Communication is Breaking Down
As touched on above, companies are often keen to conceal their woes from the workforce so as not to disastrously impact morale or prompt a mass exodus from the company. This is unfortunately extremely common in failing companies, and you should be on the lookout for a breakdown in communication between employer and employee.
If you have been working for the company for a while, then you should be aware of the culture of communication within the workplace. If you notice a drastic change in this, then things could be going awry. If rumors spread among the staff that the company is indeed tanking, then this can be a concern to put to your employer. If you cannot get a straight answer, then that is a very bad sign. Of course, even if they tell you all is well, do not rule out the possibility that they are lying.
Cash Flow Problems and Budget Cuts
Naturally enough, this can be one of the biggest indicators of all that your company is in trouble. Cash flow issues are often the result of bad debts that cannot be recovered. You should therefore be on the lookout for any regular bills that go unpaid or, better yet, sudden and drastic cuts to the company budget.
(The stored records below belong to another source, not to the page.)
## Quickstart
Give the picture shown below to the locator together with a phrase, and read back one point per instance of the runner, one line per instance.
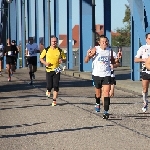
(10, 52)
(142, 54)
(31, 54)
(54, 56)
(1, 57)
(101, 72)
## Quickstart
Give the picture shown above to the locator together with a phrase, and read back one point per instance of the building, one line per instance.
(99, 29)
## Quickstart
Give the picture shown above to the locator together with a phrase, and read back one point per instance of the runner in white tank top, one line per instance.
(142, 54)
(101, 72)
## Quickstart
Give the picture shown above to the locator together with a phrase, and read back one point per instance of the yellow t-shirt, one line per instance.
(52, 57)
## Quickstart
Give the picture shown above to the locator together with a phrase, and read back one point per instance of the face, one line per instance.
(54, 42)
(148, 39)
(103, 42)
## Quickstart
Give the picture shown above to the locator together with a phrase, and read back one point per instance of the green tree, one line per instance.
(123, 34)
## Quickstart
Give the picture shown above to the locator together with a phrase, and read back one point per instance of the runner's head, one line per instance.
(147, 36)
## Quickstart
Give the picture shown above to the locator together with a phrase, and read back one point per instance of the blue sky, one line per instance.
(117, 14)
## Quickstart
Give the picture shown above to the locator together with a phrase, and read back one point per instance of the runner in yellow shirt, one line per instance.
(54, 57)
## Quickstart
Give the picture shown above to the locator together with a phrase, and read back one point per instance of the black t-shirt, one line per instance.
(10, 50)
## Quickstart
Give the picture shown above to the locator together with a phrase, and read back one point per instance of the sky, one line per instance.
(117, 14)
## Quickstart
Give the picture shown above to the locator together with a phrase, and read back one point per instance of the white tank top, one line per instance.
(144, 52)
(101, 62)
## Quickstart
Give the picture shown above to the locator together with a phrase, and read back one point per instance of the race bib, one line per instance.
(103, 59)
(103, 63)
(10, 53)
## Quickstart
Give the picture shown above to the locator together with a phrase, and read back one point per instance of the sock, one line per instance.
(145, 97)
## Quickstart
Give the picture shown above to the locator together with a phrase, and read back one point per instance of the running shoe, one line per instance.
(97, 107)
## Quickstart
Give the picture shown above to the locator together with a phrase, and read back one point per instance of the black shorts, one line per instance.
(145, 76)
(52, 80)
(10, 60)
(1, 58)
(100, 81)
(32, 60)
(113, 81)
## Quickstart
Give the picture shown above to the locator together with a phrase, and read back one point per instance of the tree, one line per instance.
(123, 37)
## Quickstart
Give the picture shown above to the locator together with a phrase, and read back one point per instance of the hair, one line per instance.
(146, 35)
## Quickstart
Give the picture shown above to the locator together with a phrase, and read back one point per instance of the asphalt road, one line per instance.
(29, 122)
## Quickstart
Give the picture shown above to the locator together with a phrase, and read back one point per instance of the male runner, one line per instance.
(31, 54)
(54, 55)
(101, 73)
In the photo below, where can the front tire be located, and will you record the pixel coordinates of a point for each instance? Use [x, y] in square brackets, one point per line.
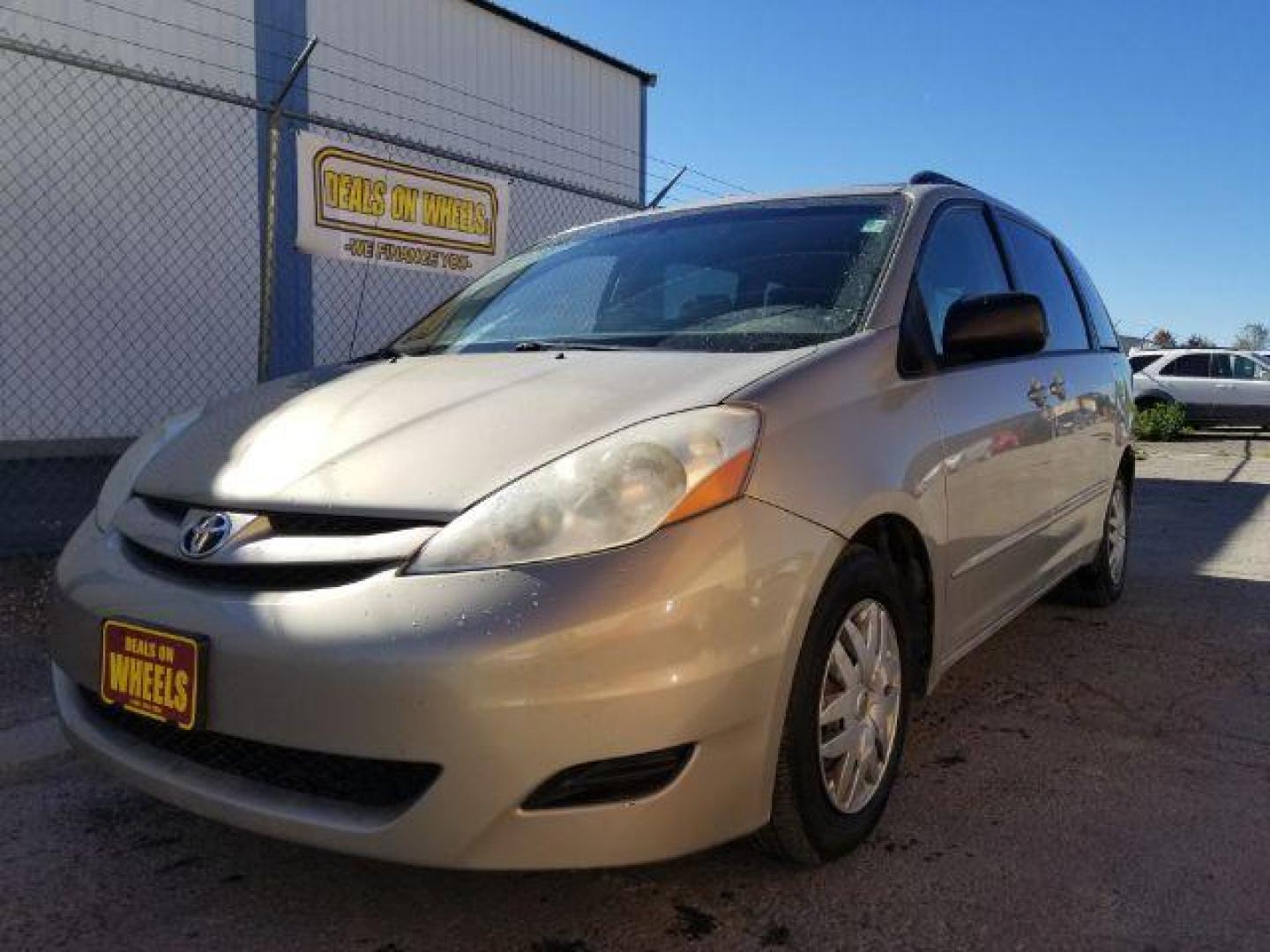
[848, 716]
[1102, 582]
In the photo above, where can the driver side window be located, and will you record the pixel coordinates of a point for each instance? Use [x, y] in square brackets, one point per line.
[960, 258]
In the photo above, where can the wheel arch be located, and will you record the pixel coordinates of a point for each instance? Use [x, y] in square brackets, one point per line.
[900, 544]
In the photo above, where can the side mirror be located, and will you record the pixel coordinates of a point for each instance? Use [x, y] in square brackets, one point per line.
[992, 326]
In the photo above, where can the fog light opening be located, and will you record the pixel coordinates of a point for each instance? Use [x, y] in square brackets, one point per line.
[614, 781]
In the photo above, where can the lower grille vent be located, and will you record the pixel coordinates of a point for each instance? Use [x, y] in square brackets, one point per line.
[348, 779]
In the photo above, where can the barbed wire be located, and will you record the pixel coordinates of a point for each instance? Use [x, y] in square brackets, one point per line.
[352, 103]
[315, 68]
[478, 97]
[358, 104]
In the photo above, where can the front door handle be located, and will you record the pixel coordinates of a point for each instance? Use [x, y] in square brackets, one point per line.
[1036, 394]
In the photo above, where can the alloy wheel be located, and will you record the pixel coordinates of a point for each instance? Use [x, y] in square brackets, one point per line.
[860, 700]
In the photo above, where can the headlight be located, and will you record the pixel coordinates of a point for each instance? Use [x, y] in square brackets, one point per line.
[606, 494]
[118, 485]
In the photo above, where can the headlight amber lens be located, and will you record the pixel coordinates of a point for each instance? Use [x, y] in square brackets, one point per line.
[606, 494]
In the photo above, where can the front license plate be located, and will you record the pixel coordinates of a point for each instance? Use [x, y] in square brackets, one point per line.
[153, 673]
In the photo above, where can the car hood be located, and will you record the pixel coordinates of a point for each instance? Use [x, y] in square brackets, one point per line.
[427, 435]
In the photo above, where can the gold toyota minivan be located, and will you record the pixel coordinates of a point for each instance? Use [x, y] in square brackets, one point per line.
[646, 541]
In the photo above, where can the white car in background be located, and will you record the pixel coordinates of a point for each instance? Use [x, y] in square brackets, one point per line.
[1214, 386]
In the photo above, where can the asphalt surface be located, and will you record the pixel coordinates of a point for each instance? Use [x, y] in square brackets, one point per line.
[1086, 779]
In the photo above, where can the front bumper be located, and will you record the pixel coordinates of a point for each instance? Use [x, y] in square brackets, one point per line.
[502, 678]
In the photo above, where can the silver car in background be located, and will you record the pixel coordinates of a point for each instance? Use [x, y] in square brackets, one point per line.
[1214, 386]
[646, 541]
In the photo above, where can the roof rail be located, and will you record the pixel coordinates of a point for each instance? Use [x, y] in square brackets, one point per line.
[934, 178]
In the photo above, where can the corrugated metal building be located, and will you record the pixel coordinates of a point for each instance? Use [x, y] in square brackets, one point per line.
[131, 282]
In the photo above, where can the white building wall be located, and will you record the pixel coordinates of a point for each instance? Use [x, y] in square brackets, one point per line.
[566, 115]
[130, 264]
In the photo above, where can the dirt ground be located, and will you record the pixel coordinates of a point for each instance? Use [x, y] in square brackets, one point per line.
[1086, 779]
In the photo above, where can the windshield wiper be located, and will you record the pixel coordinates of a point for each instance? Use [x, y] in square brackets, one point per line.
[565, 346]
[389, 353]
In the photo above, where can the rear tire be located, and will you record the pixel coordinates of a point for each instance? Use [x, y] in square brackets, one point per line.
[1102, 582]
[855, 661]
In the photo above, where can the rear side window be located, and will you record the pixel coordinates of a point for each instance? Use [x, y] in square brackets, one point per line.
[1142, 362]
[1186, 366]
[1094, 308]
[1247, 368]
[1041, 271]
[960, 258]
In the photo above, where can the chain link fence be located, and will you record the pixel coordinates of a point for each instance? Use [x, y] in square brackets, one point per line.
[131, 253]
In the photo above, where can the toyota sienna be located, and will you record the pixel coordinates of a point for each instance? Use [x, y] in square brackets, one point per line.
[646, 541]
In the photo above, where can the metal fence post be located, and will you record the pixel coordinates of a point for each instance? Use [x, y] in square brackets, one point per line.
[270, 230]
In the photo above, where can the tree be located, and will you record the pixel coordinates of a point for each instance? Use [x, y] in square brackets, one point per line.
[1254, 337]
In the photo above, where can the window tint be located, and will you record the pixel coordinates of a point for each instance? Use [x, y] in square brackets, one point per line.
[1188, 366]
[1042, 273]
[1247, 368]
[1094, 306]
[960, 258]
[1142, 362]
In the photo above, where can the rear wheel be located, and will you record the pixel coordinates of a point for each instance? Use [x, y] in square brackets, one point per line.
[1102, 582]
[848, 716]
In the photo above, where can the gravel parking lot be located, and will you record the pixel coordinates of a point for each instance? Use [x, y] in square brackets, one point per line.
[1094, 779]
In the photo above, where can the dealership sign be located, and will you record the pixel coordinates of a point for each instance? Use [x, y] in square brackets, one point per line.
[362, 207]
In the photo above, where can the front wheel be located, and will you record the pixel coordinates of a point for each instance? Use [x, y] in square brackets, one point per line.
[848, 716]
[1102, 582]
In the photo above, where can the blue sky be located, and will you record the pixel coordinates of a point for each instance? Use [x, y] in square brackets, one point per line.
[1137, 131]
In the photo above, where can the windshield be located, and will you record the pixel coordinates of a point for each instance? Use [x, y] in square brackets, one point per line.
[727, 279]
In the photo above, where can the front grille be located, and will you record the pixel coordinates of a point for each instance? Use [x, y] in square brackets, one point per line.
[288, 524]
[265, 576]
[348, 779]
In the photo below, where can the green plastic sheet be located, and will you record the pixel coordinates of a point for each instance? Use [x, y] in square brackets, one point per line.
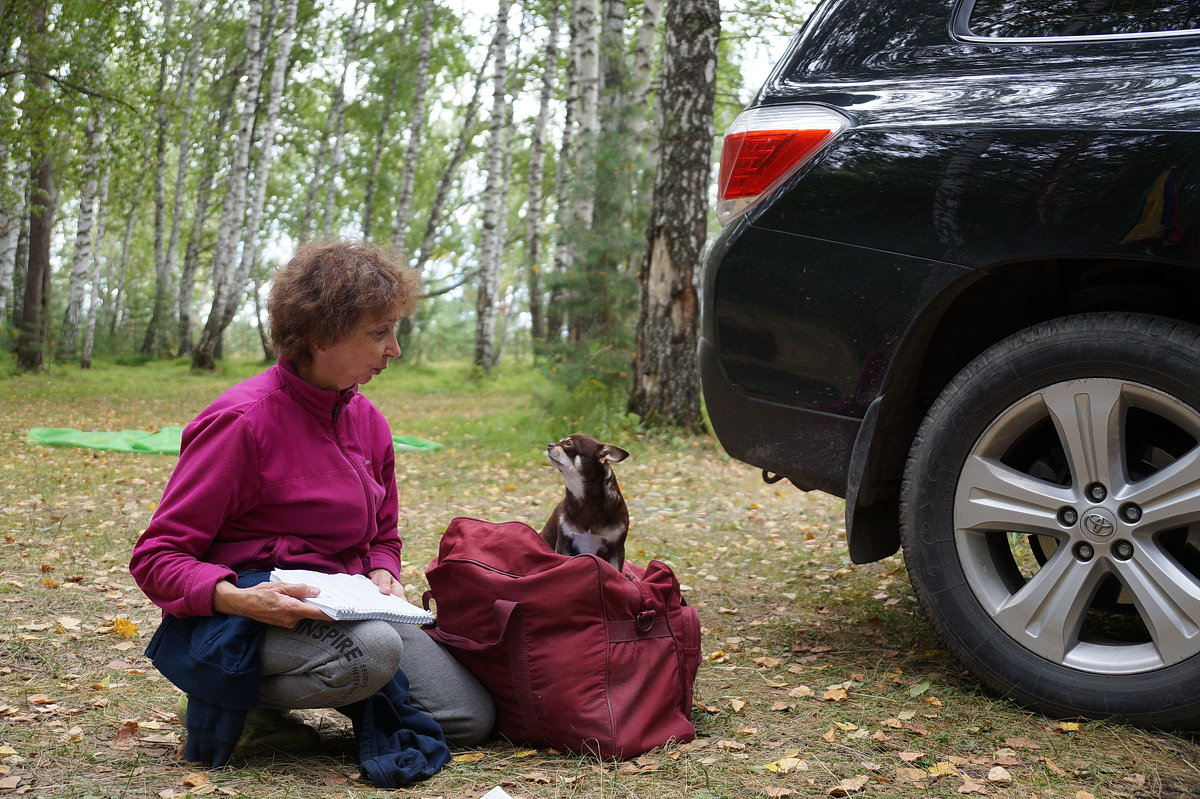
[165, 440]
[123, 440]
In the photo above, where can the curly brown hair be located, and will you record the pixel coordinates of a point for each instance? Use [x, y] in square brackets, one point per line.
[322, 295]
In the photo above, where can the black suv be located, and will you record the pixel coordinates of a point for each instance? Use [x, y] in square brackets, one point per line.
[958, 284]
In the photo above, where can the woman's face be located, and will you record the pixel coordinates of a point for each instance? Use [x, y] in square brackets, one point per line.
[357, 359]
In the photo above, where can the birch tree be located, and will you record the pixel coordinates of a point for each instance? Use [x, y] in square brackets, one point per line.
[81, 258]
[250, 244]
[335, 127]
[666, 382]
[490, 254]
[535, 196]
[235, 194]
[415, 128]
[89, 337]
[162, 269]
[12, 210]
[30, 335]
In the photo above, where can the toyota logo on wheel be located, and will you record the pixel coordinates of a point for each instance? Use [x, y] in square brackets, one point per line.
[1098, 526]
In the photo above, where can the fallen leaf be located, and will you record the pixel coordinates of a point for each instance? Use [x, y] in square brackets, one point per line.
[469, 757]
[850, 786]
[835, 694]
[126, 734]
[786, 766]
[1020, 743]
[919, 688]
[971, 786]
[125, 628]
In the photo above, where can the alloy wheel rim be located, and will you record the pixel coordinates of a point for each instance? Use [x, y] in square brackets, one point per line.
[1077, 520]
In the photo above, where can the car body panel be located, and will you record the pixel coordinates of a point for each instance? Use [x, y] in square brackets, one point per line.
[984, 186]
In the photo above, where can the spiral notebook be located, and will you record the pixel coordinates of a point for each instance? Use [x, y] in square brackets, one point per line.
[346, 598]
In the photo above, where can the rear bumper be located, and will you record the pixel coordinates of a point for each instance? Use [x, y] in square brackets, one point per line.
[810, 448]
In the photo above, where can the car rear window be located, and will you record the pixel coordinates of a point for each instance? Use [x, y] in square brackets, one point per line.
[1068, 18]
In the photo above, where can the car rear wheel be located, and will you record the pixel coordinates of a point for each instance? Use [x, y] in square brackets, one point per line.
[1050, 518]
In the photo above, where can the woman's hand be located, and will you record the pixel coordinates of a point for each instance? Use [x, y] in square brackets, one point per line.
[387, 583]
[270, 602]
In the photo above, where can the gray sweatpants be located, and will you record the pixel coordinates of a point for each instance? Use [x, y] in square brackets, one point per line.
[333, 664]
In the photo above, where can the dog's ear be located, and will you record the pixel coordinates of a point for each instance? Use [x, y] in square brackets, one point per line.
[610, 452]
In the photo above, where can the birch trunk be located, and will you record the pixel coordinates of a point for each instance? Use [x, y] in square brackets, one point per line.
[234, 208]
[666, 382]
[437, 208]
[493, 200]
[335, 127]
[81, 259]
[381, 144]
[153, 341]
[199, 216]
[585, 53]
[415, 128]
[263, 166]
[643, 82]
[11, 212]
[89, 336]
[534, 196]
[30, 332]
[189, 79]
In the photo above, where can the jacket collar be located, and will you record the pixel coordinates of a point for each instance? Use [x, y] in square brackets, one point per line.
[322, 403]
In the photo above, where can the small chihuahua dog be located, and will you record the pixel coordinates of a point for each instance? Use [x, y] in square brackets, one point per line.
[592, 518]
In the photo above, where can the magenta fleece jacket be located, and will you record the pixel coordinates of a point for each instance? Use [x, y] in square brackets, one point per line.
[275, 473]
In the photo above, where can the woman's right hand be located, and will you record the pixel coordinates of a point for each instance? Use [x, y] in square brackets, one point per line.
[270, 602]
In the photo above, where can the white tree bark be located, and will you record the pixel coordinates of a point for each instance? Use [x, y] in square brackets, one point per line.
[437, 208]
[666, 380]
[415, 128]
[493, 200]
[643, 78]
[232, 212]
[12, 209]
[263, 166]
[81, 259]
[335, 127]
[162, 269]
[89, 336]
[535, 194]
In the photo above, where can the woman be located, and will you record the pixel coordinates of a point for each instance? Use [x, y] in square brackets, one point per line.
[294, 468]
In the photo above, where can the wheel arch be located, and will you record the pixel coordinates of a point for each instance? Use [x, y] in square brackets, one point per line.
[961, 322]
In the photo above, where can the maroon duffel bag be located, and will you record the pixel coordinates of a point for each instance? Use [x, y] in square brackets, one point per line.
[579, 656]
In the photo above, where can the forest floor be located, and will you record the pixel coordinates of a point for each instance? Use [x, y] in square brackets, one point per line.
[819, 677]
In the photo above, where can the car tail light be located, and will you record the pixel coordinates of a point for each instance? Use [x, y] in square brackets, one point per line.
[767, 145]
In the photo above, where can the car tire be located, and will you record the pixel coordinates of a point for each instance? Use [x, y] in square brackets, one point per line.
[1050, 518]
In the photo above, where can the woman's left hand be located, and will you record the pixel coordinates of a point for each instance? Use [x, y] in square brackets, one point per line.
[387, 583]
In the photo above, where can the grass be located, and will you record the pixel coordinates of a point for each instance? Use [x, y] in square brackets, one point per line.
[820, 677]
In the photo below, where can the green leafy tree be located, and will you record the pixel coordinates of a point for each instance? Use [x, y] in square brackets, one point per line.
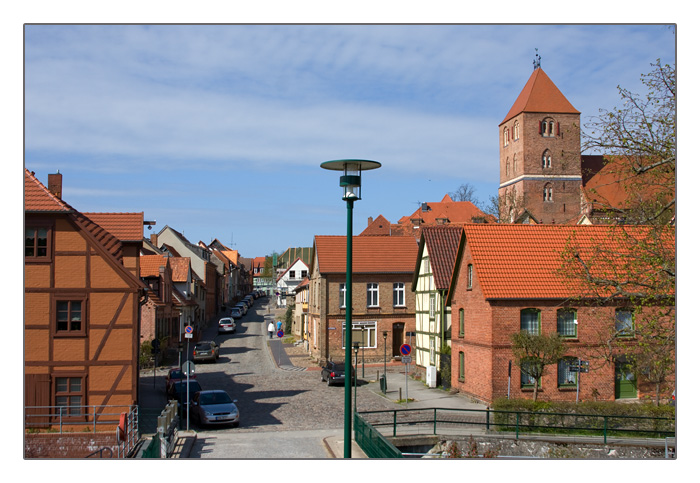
[534, 352]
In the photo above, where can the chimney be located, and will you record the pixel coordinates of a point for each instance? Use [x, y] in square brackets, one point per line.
[56, 184]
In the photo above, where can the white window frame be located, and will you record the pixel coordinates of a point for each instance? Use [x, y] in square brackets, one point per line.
[372, 295]
[399, 294]
[364, 331]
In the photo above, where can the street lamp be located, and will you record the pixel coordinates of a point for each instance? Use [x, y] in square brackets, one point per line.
[356, 346]
[384, 388]
[351, 183]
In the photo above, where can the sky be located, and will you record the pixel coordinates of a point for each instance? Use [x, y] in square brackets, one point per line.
[218, 131]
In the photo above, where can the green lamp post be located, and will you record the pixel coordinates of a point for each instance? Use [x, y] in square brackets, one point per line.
[351, 183]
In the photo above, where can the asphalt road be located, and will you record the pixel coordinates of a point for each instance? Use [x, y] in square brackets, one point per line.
[284, 414]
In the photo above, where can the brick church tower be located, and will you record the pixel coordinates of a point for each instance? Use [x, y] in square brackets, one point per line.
[540, 154]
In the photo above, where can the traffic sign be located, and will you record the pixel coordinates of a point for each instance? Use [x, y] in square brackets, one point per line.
[188, 368]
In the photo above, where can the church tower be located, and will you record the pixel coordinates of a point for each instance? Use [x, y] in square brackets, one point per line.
[540, 154]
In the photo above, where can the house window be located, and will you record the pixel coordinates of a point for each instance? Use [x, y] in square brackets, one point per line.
[526, 380]
[363, 332]
[567, 323]
[565, 376]
[530, 321]
[624, 323]
[69, 395]
[36, 242]
[399, 295]
[372, 295]
[69, 317]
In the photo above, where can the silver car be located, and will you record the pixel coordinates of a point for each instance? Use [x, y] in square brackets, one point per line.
[215, 407]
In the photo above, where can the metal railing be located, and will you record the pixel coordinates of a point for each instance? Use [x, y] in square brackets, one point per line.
[71, 418]
[427, 421]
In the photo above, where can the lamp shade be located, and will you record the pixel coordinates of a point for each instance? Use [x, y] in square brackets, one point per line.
[351, 180]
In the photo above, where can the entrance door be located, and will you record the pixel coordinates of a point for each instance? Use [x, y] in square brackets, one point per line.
[397, 339]
[625, 381]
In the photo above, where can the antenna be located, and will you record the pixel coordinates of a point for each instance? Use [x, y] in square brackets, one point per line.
[536, 62]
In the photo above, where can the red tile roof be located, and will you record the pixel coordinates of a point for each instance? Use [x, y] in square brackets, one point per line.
[442, 243]
[370, 254]
[521, 261]
[540, 95]
[453, 211]
[38, 199]
[125, 226]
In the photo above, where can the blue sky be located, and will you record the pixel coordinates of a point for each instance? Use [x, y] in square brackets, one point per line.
[219, 131]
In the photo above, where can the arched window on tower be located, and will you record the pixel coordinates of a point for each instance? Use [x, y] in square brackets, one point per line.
[547, 159]
[547, 192]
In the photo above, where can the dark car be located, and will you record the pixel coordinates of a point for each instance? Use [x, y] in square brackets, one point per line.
[174, 374]
[179, 390]
[334, 372]
[215, 407]
[206, 350]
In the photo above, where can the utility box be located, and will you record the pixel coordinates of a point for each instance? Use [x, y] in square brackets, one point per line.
[431, 376]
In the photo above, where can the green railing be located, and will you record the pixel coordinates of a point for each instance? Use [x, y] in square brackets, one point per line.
[427, 421]
[372, 442]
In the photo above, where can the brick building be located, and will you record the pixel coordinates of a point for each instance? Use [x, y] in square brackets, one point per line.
[506, 280]
[81, 308]
[381, 297]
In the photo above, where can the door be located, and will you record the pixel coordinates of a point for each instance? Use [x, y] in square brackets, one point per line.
[397, 338]
[625, 381]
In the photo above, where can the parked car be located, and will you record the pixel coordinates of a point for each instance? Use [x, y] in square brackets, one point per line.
[227, 324]
[215, 407]
[206, 350]
[334, 372]
[174, 374]
[179, 390]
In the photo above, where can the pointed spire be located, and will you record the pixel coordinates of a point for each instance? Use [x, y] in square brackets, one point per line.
[536, 62]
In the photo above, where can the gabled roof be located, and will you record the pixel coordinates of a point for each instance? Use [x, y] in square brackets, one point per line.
[370, 254]
[442, 243]
[128, 227]
[540, 95]
[452, 211]
[522, 261]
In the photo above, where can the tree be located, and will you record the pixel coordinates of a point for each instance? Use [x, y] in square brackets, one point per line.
[465, 193]
[635, 266]
[534, 352]
[639, 141]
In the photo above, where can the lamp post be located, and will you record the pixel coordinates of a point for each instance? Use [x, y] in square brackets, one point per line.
[356, 346]
[351, 184]
[384, 388]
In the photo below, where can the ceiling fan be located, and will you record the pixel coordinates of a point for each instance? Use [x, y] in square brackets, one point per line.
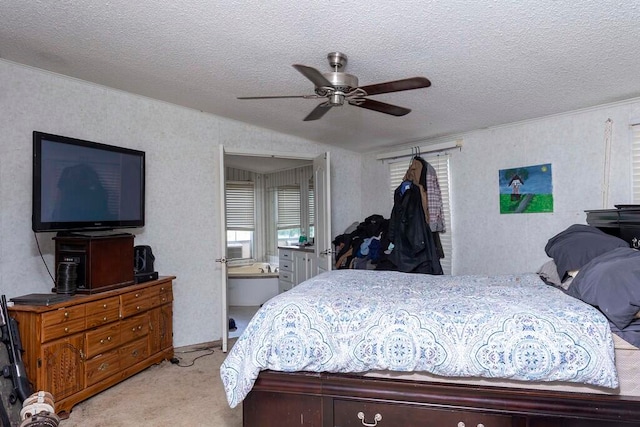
[338, 87]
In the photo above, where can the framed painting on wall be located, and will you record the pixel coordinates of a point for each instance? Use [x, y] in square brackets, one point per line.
[526, 189]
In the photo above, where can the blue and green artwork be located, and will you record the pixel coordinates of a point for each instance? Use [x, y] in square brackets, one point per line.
[526, 189]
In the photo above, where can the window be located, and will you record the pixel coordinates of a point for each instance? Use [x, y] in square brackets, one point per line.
[288, 215]
[441, 164]
[240, 212]
[312, 210]
[635, 163]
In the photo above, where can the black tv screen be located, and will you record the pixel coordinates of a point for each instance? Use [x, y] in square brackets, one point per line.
[84, 185]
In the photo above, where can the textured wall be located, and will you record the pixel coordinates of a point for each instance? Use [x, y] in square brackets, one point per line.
[485, 241]
[182, 147]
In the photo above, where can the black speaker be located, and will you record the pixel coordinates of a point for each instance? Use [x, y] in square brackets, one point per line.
[143, 259]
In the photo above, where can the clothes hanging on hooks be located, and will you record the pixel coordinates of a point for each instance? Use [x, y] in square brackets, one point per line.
[424, 175]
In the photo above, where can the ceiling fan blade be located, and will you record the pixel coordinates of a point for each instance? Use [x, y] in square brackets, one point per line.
[275, 97]
[381, 107]
[314, 75]
[318, 112]
[397, 85]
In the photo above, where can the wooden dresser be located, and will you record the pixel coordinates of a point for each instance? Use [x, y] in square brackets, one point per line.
[77, 348]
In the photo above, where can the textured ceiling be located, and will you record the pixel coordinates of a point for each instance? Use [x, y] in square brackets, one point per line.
[490, 62]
Such cuts could take the form of bonuses being revoked, certain employee privileges being removed, and changes to the office infrastructure.
Focus your attention on the basics, however, and do not assume that every budget cut is the sign of imminent demise. There is a difference between cutting an extravagance such as the annual employee Christmas trip or cutting something more integral like commissions or holiday leave. Companies may be having a challenging time, but that does not mean that they are necessarily going under. There are many ways to measure a company’s success that go far beyond how fat the coffers are at a particular point in time.
It all comes back, fundamentally, to the question of honesty. You should be able to find out why something is happening within the company, why a certain change is being made. If information regarding this isn’t readily forthcoming, then the company could be in danger.